Qui giace Marzia, dignitosamente compita, con un barattolo di gelato nella mano sinistra e un cucchiaino nella destra.
Qui giace Marzia che se ne fotte del mondo: di fronte a sé uno scatolone polveroso, pieno fino all’orlo di volumi tutti ugualmente rilegati in verde.
[Mentre scrivo la banda passa per la terza volta sotto la mia finestra e dietro signore un po’ grassocce, tutte con la stessa acconciatura.]
Indossati i guanti in lattice per evitare sfoghi allergici, prende i libri uno per uno, ne legge i titoli e a volte una o due frasi pescate a caso, poi li divide tra il mucchio de “li tengo e ho intenzione di leggerli” e “non li leggerò mai, magari vanno in donazione”.
La porta del terrazzo inizia a sbattere e il vento porta l’odore del mare e dell’erba secca.

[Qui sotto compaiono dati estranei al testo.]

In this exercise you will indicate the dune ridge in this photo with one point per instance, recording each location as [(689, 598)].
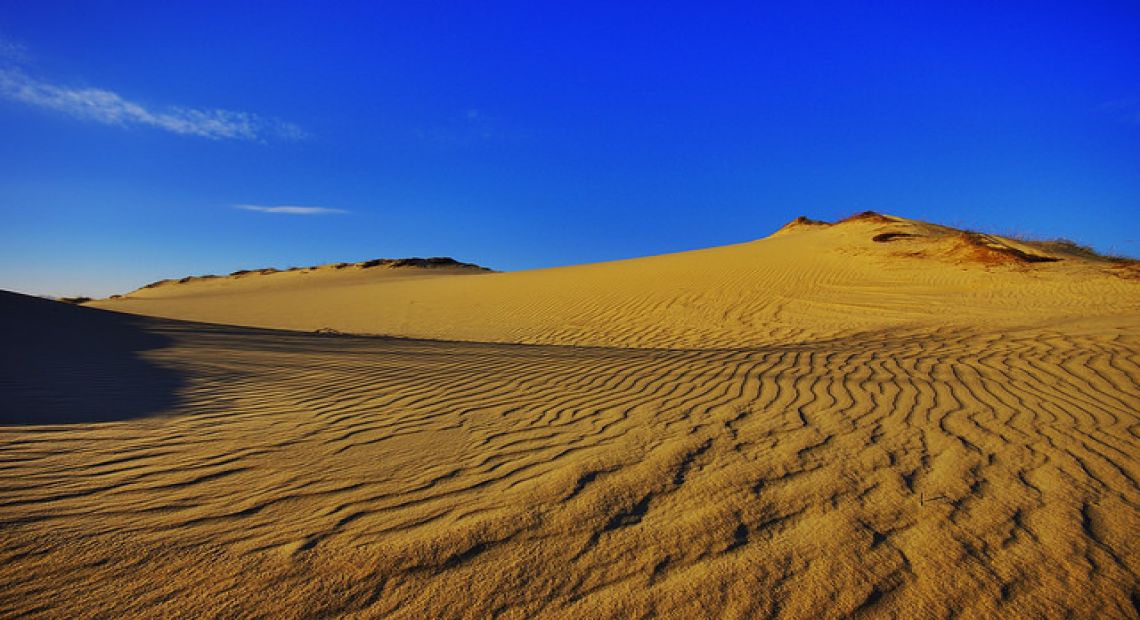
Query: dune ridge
[(816, 424), (805, 282)]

[Sono scappata di nuovo da Firenze. La amo, ma certe volte ci fa bene la distanza, come a tutte le coppie.]
Il cielo è grigio e così l’acqua, ma l’aria è molto calda. Sulla spiaggia non si vede nessuno per centinaia di metri, solo in lontananza un paio di ombrelloni e bambini armati di canne da pesca.
Le formiche insistono a volerle salire sui piedi: “ma una volta salite, che dovete fa’?”.
[A proposito di coppie: secondo voi è possibile che facendone parte si diventi più stupidi? Perché la mia impressione è quella. L’amore narcotizza i neuroni?]
Per le scale le ciabatte fanno troppo rumore, pestano forte su ogni gradino; tutto brilla, ma puzza di candeggina. Dal palazzo di fronte arriva musica (“I’m on a plane, i can’t complain!”), per il resto il villaggio è silenzioso e le finestre delle villette quasi tutte sbarrate.
[Sono stata alla nuova casa al mare, dove il vecchio proprietario ha lasciato molti suoi libri per me, soprattutto classici russi, da cui la mia somma gioia. Avrò una stanza dalle pareti blu e un terrazzino che guarda al Tirreno. So cool.]
Qui giace Marzia, che ha lasciato scivolare la domenica via, e domani andrà in comune a farsi rinnovare la carta d’identità e a fare un po’ compagnia all’unico impiegato, in maniche di camicia, sempre solo con il suo ventilatore.
[Ci scommetto che, quando non c’è nessuno, cioè la maggior parte del tempo, ci parla dentro per far la voce da robot.]